No sooner had the Obama administration released a white paper laying out the legal justification for its mass phone data collection program than legal experts began to poke holes in it.

Last Friday, as part of President Barack Obama’s attempt to address criticism of the National Security Agency’s surveillance programs revealed by former intelligence contractor Edward Snowden, the administration released a document intended to explain the legal reasoning behind the collection of data on nearly all Americans' phone calls, including the numbers on the call, call time, and duration. But legal experts and civil liberties advocates were quick to point out that the legal reasoning behind the program is weak.

One important complaint hinges on the idea of “relevance,” an already hotly debated issue at the core of whether the program is legal. The Foreign Intelligence Surveillance Court, the secret tribunal which oversees the intelligence community’s operations, has found that the phone collection program is legal under Section 215 of the USA Patriot Act, also called the “business records” provision. That provision requires that records collected by the government under the statute must be “relevant” to a foreign intelligence investigation. Over the past several weeks, the government has argued strenuously that all phone records are relevant, as previously detailed by the International Business Times, while critics argue that they are not.  

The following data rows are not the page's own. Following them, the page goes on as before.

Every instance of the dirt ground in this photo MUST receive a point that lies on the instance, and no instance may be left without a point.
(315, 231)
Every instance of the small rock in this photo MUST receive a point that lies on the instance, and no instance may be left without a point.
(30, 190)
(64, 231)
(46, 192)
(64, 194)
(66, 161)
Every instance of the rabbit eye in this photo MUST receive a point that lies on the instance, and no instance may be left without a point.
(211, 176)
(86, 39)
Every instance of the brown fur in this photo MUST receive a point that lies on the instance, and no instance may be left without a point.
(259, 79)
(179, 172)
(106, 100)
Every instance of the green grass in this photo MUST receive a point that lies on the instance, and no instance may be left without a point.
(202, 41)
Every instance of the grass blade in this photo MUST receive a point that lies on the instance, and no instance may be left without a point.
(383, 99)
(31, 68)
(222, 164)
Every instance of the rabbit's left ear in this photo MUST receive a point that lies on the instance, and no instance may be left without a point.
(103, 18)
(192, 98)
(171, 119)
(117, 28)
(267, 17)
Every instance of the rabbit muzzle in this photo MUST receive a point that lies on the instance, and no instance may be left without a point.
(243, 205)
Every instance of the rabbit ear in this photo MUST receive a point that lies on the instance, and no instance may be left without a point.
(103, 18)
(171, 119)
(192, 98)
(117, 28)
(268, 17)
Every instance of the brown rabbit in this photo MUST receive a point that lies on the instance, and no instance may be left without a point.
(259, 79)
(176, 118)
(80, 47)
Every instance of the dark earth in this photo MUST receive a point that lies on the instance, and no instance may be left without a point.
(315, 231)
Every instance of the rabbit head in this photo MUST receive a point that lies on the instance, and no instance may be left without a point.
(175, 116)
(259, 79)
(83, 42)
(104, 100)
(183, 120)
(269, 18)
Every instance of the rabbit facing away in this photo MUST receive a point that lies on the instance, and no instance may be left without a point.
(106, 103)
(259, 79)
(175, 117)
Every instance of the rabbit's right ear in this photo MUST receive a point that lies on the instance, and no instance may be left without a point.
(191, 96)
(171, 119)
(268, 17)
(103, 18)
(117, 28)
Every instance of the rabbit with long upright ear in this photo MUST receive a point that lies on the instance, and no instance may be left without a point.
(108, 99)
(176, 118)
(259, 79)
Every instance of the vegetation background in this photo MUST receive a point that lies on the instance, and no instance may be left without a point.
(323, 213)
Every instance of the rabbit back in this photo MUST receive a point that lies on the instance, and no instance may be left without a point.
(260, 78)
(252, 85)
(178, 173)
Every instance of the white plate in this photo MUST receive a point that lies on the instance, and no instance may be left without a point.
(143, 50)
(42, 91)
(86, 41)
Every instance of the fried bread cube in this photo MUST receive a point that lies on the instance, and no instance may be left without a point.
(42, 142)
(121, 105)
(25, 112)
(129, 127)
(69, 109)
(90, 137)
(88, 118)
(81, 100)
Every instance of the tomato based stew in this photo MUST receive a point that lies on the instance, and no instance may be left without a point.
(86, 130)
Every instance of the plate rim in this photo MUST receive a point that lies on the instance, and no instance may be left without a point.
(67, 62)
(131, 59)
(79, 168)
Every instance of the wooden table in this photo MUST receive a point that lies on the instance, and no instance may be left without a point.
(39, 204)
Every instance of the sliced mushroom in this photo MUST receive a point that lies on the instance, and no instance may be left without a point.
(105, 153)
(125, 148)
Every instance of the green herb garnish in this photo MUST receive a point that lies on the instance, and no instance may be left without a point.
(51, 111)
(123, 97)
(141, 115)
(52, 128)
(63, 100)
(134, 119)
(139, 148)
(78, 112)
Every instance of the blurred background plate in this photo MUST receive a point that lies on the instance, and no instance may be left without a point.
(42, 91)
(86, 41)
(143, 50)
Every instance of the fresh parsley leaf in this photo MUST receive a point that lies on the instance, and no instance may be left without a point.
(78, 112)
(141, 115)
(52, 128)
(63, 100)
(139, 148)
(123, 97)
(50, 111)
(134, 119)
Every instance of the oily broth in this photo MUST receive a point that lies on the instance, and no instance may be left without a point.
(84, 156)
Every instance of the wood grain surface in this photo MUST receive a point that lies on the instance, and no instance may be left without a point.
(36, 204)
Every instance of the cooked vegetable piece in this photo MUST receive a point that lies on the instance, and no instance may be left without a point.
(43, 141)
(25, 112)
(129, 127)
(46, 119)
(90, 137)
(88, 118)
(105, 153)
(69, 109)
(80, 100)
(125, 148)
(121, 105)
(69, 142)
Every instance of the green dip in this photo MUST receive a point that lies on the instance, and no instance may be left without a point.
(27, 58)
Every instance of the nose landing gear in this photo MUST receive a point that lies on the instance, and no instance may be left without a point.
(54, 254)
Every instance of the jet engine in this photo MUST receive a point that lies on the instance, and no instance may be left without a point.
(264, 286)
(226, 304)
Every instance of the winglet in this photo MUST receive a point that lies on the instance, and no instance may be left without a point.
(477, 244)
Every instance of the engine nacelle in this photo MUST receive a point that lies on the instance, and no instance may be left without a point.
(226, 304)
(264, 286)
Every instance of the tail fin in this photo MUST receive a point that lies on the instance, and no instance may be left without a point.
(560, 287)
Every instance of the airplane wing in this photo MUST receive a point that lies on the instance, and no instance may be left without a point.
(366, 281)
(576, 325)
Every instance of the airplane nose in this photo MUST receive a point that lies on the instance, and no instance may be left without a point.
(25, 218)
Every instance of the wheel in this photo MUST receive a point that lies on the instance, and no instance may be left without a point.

But the white paper, which was intended to back up the relevance case, was unconvincing to experts. To civil liberties advocates who already believe it is illegal, the paper failed to put up a good fight.

“The document they put out was not, sort of, as heavy-hitting as it should have been,” said Orin Kerr, a professor at the George Washington University Law School. If the FISC opinion legalizing the program says what the white paper does, “then it’s not a great opinion.”

The problem with the document, Kerr said, is that it was “one-sided” and failed to deal with important counter-arguments. In a post on Monday on the legal blog Volokh Conspiracy, Kerr pointed out some serious counterpoints to the white paper, including important precedents on the relevance issue that the paper fails to address, as well as “weak” precedents that the administration chose to rely on.

A second reason the precedents cited in the paper are raising flags is that many of them, including some on the relevance issue, are cases that were decided after the FISC originally authorized the program in 2006. “What cases were being relied on beforehand?” asked Brett Max Kaufman, a national security fellow at the American Civil Liberties Union. “And if these cases are better, and people aren’t convinced, then that raises some troubling implications about what is actually in the real authorizations.”

The public doesn't know who wrote the white paper as well as a number of other facts about the government's legal reasoning. So there could be an explanation for why the white paper wasn’t “as persuasive as it could be,” Kerr said. Or, “it may be that they don’t have better arguments.”